Salle d'attente de la clinique MSF à Darvazeh Ghar un quartier du sud de Téhéran
Salle d'attente de la clinique MSF à Darvazeh Ghar, un quartier du sud de Téhéran ©MSF

Mahbubeh a 49 ans, elle est iranienne et suivie par l’équipe médico-sociale de MSF à Téhéran, en Iran. Au début de la révolution islamique, elle a été arrêtée en compagnie d’un homme. C’était un simple rendez-vous mais ils ont été forcés à se marier. C’est alors que la vie de Mahbubeh a basculé.

Toxicomane, son mari passait beaucoup de temps à la maison avec des amis. Il a commis quelques larcins et a même revendu de la drogue. Elle avait perdu son père au début de son mariage, sa famille vivait très loin, elle n’avait aucun soutien et son mari refusait de divorcer. Et puis Mahbubeh s’est rendue compte qu’elle était enceinte et s’est résignée.

Un jour, elle est tombée malade. Une infection sévère qui la faisait beaucoup souffrir. C’est comme ça que ça a commencé. Son mari lui a proposé de l’opium pour soulager la douleur. Progressivement, elle s’est habituée à en consommer pour ne plus avoir mal. Ses problèmes conjugaux ont empiré et ils se sont finalement séparés. En cas de divorce, la loi iranienne réserve la garde des enfants au père. Elle est donc rentrée seule chez ses parents.

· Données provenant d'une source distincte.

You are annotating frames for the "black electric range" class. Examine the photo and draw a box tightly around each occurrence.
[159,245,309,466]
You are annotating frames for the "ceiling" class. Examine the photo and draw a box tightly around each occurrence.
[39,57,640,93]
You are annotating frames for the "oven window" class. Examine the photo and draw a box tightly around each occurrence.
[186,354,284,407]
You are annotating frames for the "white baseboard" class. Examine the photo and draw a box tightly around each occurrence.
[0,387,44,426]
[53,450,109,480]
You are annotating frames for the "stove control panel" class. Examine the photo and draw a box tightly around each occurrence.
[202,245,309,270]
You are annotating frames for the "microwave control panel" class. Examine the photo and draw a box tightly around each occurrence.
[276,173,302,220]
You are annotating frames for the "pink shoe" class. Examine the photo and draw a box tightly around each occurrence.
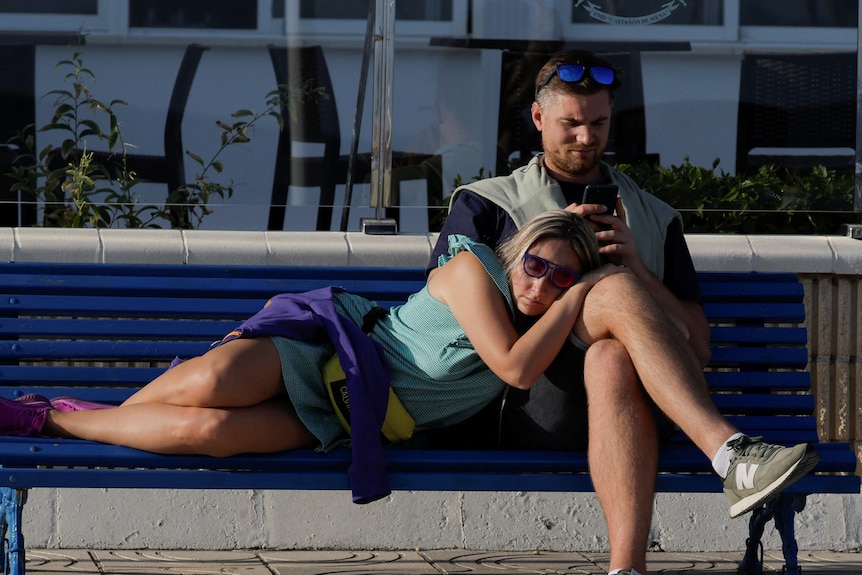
[51,395,117,411]
[15,393,116,411]
[0,398,51,437]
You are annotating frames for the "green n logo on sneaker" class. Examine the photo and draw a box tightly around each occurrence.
[736,463,760,490]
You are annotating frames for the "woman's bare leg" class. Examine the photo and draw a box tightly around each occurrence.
[123,338,287,407]
[42,338,316,456]
[42,396,317,457]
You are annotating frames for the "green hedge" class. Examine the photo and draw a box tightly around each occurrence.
[617,159,860,235]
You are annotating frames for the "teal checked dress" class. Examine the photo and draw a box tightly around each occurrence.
[272,235,514,451]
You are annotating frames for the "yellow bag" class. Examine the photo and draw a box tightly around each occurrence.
[323,354,416,443]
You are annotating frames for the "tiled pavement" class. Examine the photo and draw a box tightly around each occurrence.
[26,549,862,575]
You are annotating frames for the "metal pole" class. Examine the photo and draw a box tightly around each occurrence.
[853,0,862,212]
[361,0,398,234]
[340,0,377,232]
[842,0,862,239]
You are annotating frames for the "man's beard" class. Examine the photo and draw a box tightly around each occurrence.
[545,148,602,177]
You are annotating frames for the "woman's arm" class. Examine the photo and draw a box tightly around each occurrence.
[428,252,617,389]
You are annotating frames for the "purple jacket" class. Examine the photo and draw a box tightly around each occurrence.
[176,287,398,503]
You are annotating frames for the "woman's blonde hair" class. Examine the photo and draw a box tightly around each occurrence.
[496,210,602,284]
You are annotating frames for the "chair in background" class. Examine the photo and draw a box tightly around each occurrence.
[267,45,347,230]
[267,45,442,230]
[88,44,209,200]
[496,50,658,175]
[736,52,856,173]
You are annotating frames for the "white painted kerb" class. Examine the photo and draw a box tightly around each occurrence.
[0,228,862,275]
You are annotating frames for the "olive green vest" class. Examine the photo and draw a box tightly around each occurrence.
[449,154,681,278]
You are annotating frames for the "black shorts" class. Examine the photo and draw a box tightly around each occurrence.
[427,342,675,451]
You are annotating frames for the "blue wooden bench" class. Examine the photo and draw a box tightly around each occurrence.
[0,263,860,575]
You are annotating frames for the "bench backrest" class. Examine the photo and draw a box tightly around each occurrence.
[0,263,859,492]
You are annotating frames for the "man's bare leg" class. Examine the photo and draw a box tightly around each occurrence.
[575,274,737,459]
[584,340,658,573]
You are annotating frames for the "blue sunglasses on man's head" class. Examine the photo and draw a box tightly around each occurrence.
[536,64,616,94]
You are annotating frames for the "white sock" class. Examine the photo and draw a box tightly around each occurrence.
[712,433,745,479]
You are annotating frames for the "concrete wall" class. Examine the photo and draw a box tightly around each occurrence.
[0,228,862,551]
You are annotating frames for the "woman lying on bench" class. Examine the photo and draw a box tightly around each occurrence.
[0,211,818,516]
[0,211,612,457]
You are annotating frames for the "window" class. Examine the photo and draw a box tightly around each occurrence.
[285,0,467,38]
[739,0,859,28]
[557,0,739,41]
[129,0,257,30]
[0,0,108,32]
[739,0,859,45]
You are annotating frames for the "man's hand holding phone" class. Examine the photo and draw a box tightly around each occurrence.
[581,184,619,230]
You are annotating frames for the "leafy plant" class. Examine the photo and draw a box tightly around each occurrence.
[9,47,294,229]
[617,158,858,234]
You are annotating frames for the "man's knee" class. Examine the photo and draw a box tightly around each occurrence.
[584,339,637,387]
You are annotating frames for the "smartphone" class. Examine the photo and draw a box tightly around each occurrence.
[581,184,620,215]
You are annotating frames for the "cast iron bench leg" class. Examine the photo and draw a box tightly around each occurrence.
[775,493,805,575]
[736,493,805,575]
[0,487,27,575]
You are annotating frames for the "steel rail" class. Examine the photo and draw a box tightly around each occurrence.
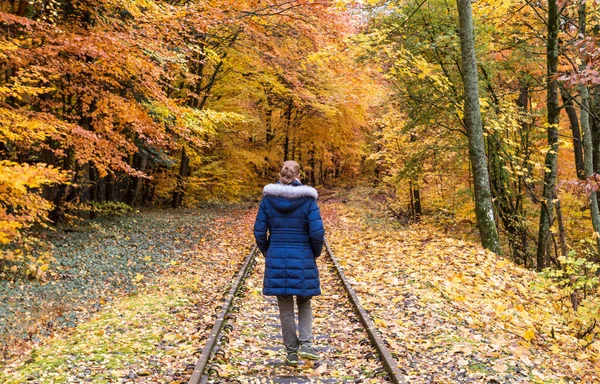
[188,244,257,384]
[325,240,406,384]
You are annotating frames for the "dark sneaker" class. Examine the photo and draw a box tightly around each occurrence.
[298,344,321,360]
[285,352,298,366]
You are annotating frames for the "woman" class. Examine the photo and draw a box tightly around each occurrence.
[254,161,325,365]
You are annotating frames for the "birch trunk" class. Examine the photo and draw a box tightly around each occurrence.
[457,0,501,254]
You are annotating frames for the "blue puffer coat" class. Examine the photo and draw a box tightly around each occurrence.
[254,181,325,296]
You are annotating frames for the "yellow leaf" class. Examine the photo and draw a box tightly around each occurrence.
[523,328,535,341]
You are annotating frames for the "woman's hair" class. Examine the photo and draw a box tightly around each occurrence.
[279,160,300,184]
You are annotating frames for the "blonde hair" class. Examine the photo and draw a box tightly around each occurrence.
[279,160,300,184]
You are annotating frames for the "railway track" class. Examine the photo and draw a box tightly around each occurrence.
[188,238,405,384]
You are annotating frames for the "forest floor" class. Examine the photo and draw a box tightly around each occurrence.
[0,194,600,383]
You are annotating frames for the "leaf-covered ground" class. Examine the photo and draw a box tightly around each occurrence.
[206,252,385,383]
[323,204,600,383]
[0,196,600,384]
[0,210,254,383]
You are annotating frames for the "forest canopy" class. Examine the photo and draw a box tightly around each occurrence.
[0,0,600,310]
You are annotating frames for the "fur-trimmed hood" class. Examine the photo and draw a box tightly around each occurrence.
[263,184,319,200]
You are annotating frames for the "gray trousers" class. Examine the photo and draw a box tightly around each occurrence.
[277,295,313,352]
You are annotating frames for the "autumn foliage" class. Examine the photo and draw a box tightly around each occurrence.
[0,0,374,276]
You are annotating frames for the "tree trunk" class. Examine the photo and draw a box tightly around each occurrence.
[171,147,190,208]
[17,0,29,17]
[560,87,589,180]
[579,3,600,253]
[556,200,568,256]
[413,184,421,221]
[104,172,115,201]
[88,162,98,219]
[536,0,560,271]
[457,0,502,254]
[127,151,148,206]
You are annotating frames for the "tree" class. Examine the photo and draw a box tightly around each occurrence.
[457,0,502,253]
[536,0,560,271]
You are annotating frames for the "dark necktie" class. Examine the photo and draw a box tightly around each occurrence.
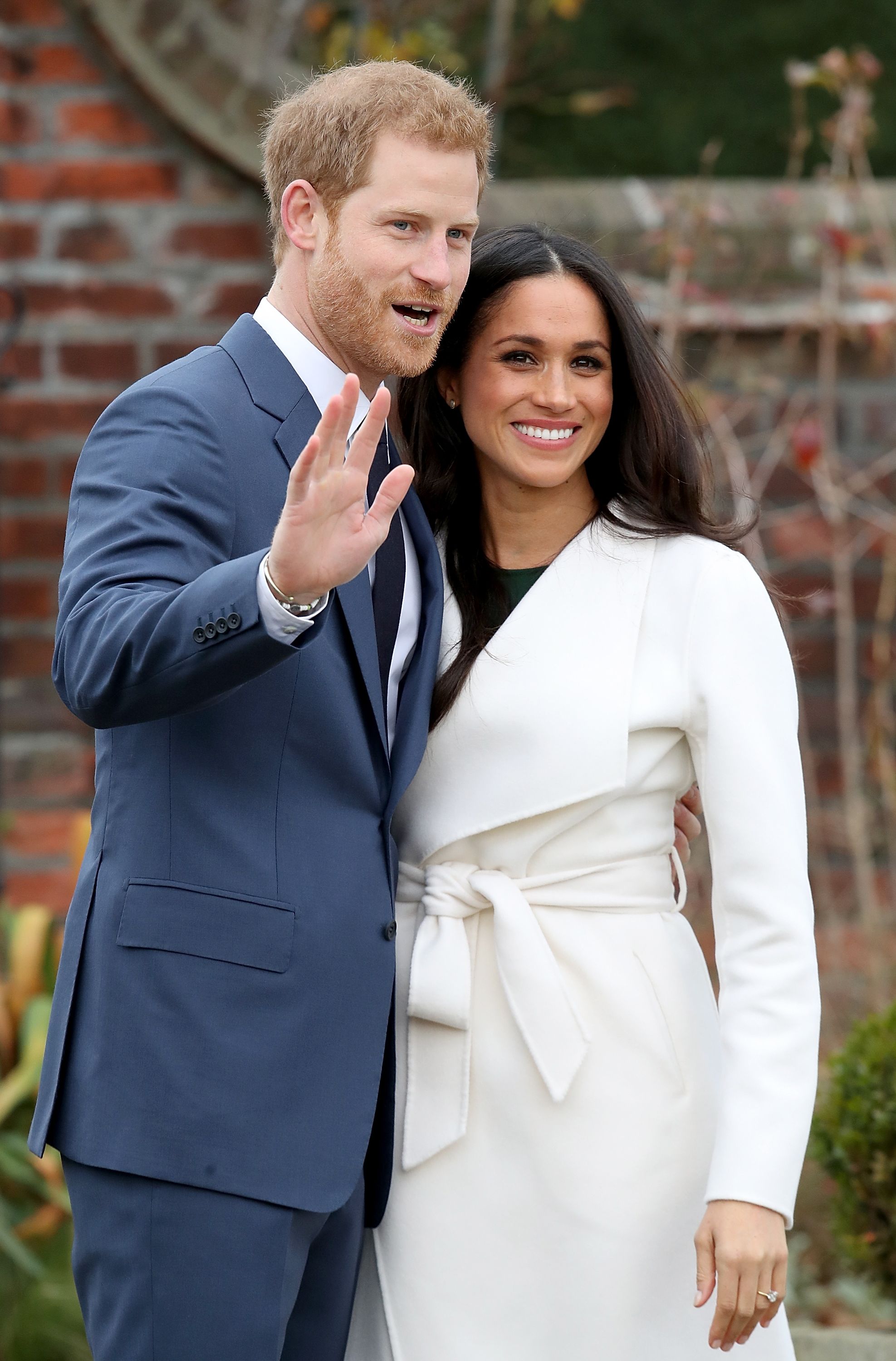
[367,430,404,712]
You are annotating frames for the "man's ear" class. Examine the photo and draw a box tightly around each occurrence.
[280,180,325,250]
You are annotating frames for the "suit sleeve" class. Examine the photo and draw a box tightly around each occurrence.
[53,385,324,728]
[688,551,820,1225]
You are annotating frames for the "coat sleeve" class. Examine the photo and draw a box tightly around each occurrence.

Arrachée à ses enfants, Mahbubeh a sombré dans une profonde dépression. Remariée à un autre homme toxicomane, elle a commencé à prendre de l’héroïne. « Tu te sentiras planer plus longtemps », lui disait l’un de ses voisins. Elle se sentait coupable vis-à-vis de ses enfants, « je suis comme de la mauvaise herbe dans un jardin ». Un jour, elle a surpris son mari avec une autre femme et s’est jetée par la fenêtre. Trois vertèbres brisées. « La mort vaut mieux que la vie que j’ai devant moi ».

Sa machine à coudre lui permet de gagner un peu d’argent, mais c’est insuffisant pour payer le loyer. Elle ne voit pas d’autres solutions que de se prostituer. « Personne ne sait ce que les femmes comme moi vivent après 16h, une fois que les portes des centres sociaux ou des cliniques sont fermées ». Qui lui donnerait un travail si elle arrêtait de se droguer ? « Quand une femme comme moi essaie de sortir de la dépendance, elle fait face à un monde où il n’y a pas de place pour elle ». Pas d’argent, pas de travail, pas de soutien. Elle déprime et la dépression la replonge dans la dépendance.


MSF vient de mettre en place un suivi social et psychiatrique au sein de la clinique de soins de santé materno-infantile ouverte en avril 2012 dans le sud de Téhéran. 13 patientes ont bénéficié de consultations psy en Septembre, et 97 ont été orientées vers les centres sociaux partenaires de MSF dans le quartier.